No point guard? No problem

Looking up and down the Sweet 16, there is one thing at least 13 of the teams still have in common: a "true" point-guard. The three teams that don't? Purdue, West Virginia and Ohio State. Why am I pointing this out? Because it doesn't matter one bit. Not ... one ... bit. (Sorry, but I'll stop making Dark Knight references when that movie stops being awesome. In other words, never.)

Of course, it's not as if those three teams don't have point guards, or some facsimile therein. Evan Turner is on the ball as frequently as any guard in the country. (Turner is a point guard only in that he brings the ball up the floor; he always immediately gives it up, runs off a couple of screens, and then gets it back. After the 25-second mark on the shot clock, Turner is basically a two-guard.) Purdue's guards have successfully played a by-committee style for much of the season, with and without Robbie Hummel. And West Virginia's Da'Sean Butler is a pretty capable ball handler himself. But these teams don't have someone who fits the traditional notion of what a point guard is, or what he should do on the floor, thus leaving themselves open to the sort of duck-in "they lost because they didn't have a true point guard" themes that pop up whenever college hoops crosses over that March popularity threshold.
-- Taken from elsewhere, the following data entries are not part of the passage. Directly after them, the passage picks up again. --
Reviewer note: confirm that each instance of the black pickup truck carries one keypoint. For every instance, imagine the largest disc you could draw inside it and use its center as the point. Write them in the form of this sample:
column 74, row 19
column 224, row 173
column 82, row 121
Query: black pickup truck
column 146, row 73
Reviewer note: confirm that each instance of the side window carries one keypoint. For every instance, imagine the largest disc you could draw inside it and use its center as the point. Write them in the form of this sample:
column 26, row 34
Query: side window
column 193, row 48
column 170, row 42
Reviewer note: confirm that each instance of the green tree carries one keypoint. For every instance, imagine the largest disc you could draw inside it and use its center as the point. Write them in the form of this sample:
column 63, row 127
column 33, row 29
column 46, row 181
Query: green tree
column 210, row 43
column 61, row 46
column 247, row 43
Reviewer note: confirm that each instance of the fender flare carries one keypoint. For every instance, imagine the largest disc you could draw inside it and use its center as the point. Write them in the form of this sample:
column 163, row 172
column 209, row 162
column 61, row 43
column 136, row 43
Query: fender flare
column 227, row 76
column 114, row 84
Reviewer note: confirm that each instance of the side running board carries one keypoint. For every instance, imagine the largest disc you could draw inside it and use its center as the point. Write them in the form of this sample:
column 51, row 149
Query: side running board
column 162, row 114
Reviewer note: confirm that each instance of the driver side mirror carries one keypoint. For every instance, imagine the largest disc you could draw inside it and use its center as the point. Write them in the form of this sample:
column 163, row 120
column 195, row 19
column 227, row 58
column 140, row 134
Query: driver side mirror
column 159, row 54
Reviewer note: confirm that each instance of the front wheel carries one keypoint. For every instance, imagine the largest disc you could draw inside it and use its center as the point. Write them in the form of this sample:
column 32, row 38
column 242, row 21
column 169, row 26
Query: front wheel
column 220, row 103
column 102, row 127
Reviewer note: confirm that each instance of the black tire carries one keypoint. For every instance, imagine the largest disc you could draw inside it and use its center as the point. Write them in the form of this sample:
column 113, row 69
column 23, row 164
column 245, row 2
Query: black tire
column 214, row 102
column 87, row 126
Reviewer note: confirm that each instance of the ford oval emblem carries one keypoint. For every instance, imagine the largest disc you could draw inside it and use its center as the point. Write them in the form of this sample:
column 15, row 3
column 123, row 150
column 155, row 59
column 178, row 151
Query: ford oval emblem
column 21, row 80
As John Gasaway writes today, let's just quash that right now:

Why isn't anyone saying West Virginia's doomed in this game because they have no "true" point guards? Rest assured, that's what will be said if the Mountaineers should lose this game in a points-deficient manner. My own belief is that the "lack of a 'true' point-guard" meme is just that, a meme. The ball doesn't know if it's being dribbled and passed by someone that fits a writer's preconceived notion of what a point guard should look like. In fact the ball couldn't care less. I recommend you make that your attitude as well.

The Mountaineers committed turnovers on just 17 percent of their possessions in Big East play this season. That's a lower figure than putatively guard-blessed teams like Villanova (19 percent), Georgetown (20), or, for that matter, Syracuse (21) were able to notch. Nor did this West Virginia team so woefully bereft of true point guards display undue difficulty in "getting into" their offensive sets. The men from Morgantown scored 1.12 points per trip against the Big East, a mark that was a hair better than that recorded by the aforementioned Orangemen. Bottom line: Lorenzo Romar does not have "NO TRUE POINT GUARDS!" written at the top of his game plan this week, even if writers in need of a quick and handy trope have it in their autotext.

In other words, if you genuinely want to blame guard play for a team's loss, don't do it with your eyeballs. We've been trained, through years of basketball viewership, to assume that teams without the prototypical leader type on the ball are inherently at a disadvantage. But guess what: Eyeballs lie. Look at turnover percentage, see which teams actually do turn the ball over often, and go from there.

For example: Did you know that Evan Turner has turned the ball over less than John Wall this season? True story. But Wall looks like a true point guard, and Turner has the occasional nine-turnover outing (as he did in Ohio State's win over Georgia Tech Sunday); if OSU falters against a guard-oriented team or Turner turns the ball over on a few key possessions in a loss, you can bet this difference will be drawn. That doesn't mean it's right.

Is it an advantage to have a clear point guard on your team? Maybe, if that's your team's style. But the Mountaineers, Buckeyes and Boilermakers have done just fine without a "true" point guard thus far. Let's not start doubting them now.